Folha de S. Paulo


Morte, privacidade e direito à informação

O relato da morte do estudante Diogo Bertim, 12, publicado em página interna do caderno Cotidiano, não era tão chocante como a foto da jovem se suicidou há pouco tempo na escola de Direito do Largo de São Francisco, em São Paulo, mas suscita questionamentos talvez mais importantes.

Na edição da reportagem, publicada no dia 1º de maio, pequenas transgressões se acumularam. Primeira: o título do texto principal ("Criança expulsa de aula se joga de prédio") afirmava que o garoto se suicidara, apesar de a polícia classificar o caso como "morte a esclarecer" e de a família preferir a versão de que fora um acidente.

Segunda: o título relacionava diretamente o suposto suicídio ao fato de que, algumas horas antes, Diogo teria sido expulso da aula de matemática do Colégio Monteiro Lobato, em São Paulo, no qual cursava a 6ª série.
Terceira: uma reportagem auxiliar, lateral, publicada junto ao texto principal, tinha um título afirmativo, entre aspas ("Menino tinha depressão"), embora o texto abaixo trouxesse a opinião de um psicoterapeuta de adolescentes, Ruy Mathis, que cauteloso, em tese, dizia, segundo a reportagem, que o menino "possivelmente... Já apresentava uma tendência depressiva". É incrível como se pode por entre aspas num título afirmação taxativa que não aparece no texto abaixo. Vale notar que em geral títulos são feitos por redatores e editores, não pelos repórteres.

Quarta transgressão: o jornal informava abaixo do título que o texto era de autoria da "Reportagem Local", o que designa a equipe de repórteres da Folha. Houve um equívoco de edição. O texto era de autoria do repórter Otávio Cabral, da equipe do "Notícias Populares", jornal de tom sensacionalista também editado pela empresa Folha da Manhã S/A, que publica a Folha.
Versões

Ressalve-se que apesar de tudo o trabalho do repórter do "NP" parecia formalmente equilibrado. Lá estavam as versões da família, da polícia, de um amigo do menino e de moradores do prédio. Em seu texto, o jornalista não escrevia em nenhum momento que o garoto se suicidara, mas atribuía ao diretor do colégio, professor Aparecido Vieira de Assis, as seguintes informações: que o garoto fora expulso da aula de matemática, que o diretor acreditava que o garoto se matara, que quando pressionado Diogo sempre falava em se matar.
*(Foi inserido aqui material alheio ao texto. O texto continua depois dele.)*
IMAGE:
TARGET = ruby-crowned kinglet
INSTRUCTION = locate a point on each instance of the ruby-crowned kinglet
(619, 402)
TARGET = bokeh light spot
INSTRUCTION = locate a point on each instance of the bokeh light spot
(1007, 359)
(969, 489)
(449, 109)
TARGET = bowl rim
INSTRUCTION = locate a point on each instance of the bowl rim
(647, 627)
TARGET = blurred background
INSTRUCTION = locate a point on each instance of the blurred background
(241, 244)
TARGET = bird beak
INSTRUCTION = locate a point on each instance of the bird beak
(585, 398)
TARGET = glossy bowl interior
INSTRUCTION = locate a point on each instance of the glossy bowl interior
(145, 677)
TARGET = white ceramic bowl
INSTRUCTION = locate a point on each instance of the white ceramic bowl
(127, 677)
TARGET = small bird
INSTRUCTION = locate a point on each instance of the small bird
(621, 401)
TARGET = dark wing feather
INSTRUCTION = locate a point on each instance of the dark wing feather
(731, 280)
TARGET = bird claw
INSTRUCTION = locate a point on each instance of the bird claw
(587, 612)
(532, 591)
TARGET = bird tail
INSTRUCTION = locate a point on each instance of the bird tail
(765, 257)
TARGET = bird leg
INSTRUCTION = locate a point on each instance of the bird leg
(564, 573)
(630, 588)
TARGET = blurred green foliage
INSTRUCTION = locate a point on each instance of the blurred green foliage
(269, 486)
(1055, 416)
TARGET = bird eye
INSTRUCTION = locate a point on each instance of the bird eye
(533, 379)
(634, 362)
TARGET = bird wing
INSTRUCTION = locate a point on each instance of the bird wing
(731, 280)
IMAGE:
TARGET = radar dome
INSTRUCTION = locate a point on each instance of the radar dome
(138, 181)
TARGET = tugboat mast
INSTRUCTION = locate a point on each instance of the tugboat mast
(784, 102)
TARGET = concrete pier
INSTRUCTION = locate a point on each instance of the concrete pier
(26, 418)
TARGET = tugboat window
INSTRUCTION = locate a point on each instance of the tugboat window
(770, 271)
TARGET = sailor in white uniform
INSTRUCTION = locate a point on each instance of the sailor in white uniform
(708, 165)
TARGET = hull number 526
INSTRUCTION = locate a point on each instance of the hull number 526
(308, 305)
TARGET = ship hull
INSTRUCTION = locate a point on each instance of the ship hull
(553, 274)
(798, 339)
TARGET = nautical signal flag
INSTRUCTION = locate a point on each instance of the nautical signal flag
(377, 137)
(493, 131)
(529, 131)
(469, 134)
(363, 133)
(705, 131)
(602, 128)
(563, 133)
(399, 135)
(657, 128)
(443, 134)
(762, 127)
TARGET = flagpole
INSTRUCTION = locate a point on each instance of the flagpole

O diretor da escola, a única fonte que afirmava na reportagem que o menino havia se matado, telefonou para mim na terça-feira passada, dia 4, e negou ter declarado tudo que a Folha atribuía a ele na reportagem.
Expulsão

O garoto não fora expulso da sala, segundo o diretor, mas apenas mandado à diretoria, tendo retornado à aula em seguida e concluído trabalhos. O diretor disse também não ter declarado que acreditava que o garoto se suicidara. Queixou-se ainda de que uma foto sua fora publicada, junto a texto sobre o caso, no "Notícias Populares". Declarou ter permitido a foto apenas porque o fotógrafo se identificara como sendo da Folha.
O repórter Otávio Cabral, do "NP", insiste que o diretor da escola dez mesmo as declarações usadas na reportagem. A entrevista não foi gravada, ao contrário do que recomenda o Manual de Redação da Folha. O diretor, por sua vez, diz que a reportagem compromete a imagem da escola e destrói sua reputação como educador, construída em mais de 30 anos.

PRIVACIDADE
Sem a gravação, é difícil saber o que se passou de fato na entrevista. Mas talvez a dúvida mais relevante seja outra: será que o suposto suicídio de um garoto merece cobertura detalhada, em que se desça a detalhes, como as impressões que os vizinhos têm a respeito do rigor com que a vítima seria educada pelos pais, também nomeados na reportagem.
Não seria este um aso em que o respeito à privacidade do direito de permanecer anônimo e ao sofrimento de uma família deveria obrigar o jornal a se impor restrições especiais ao chamado "direito do público à informação"? Eu acho que sim.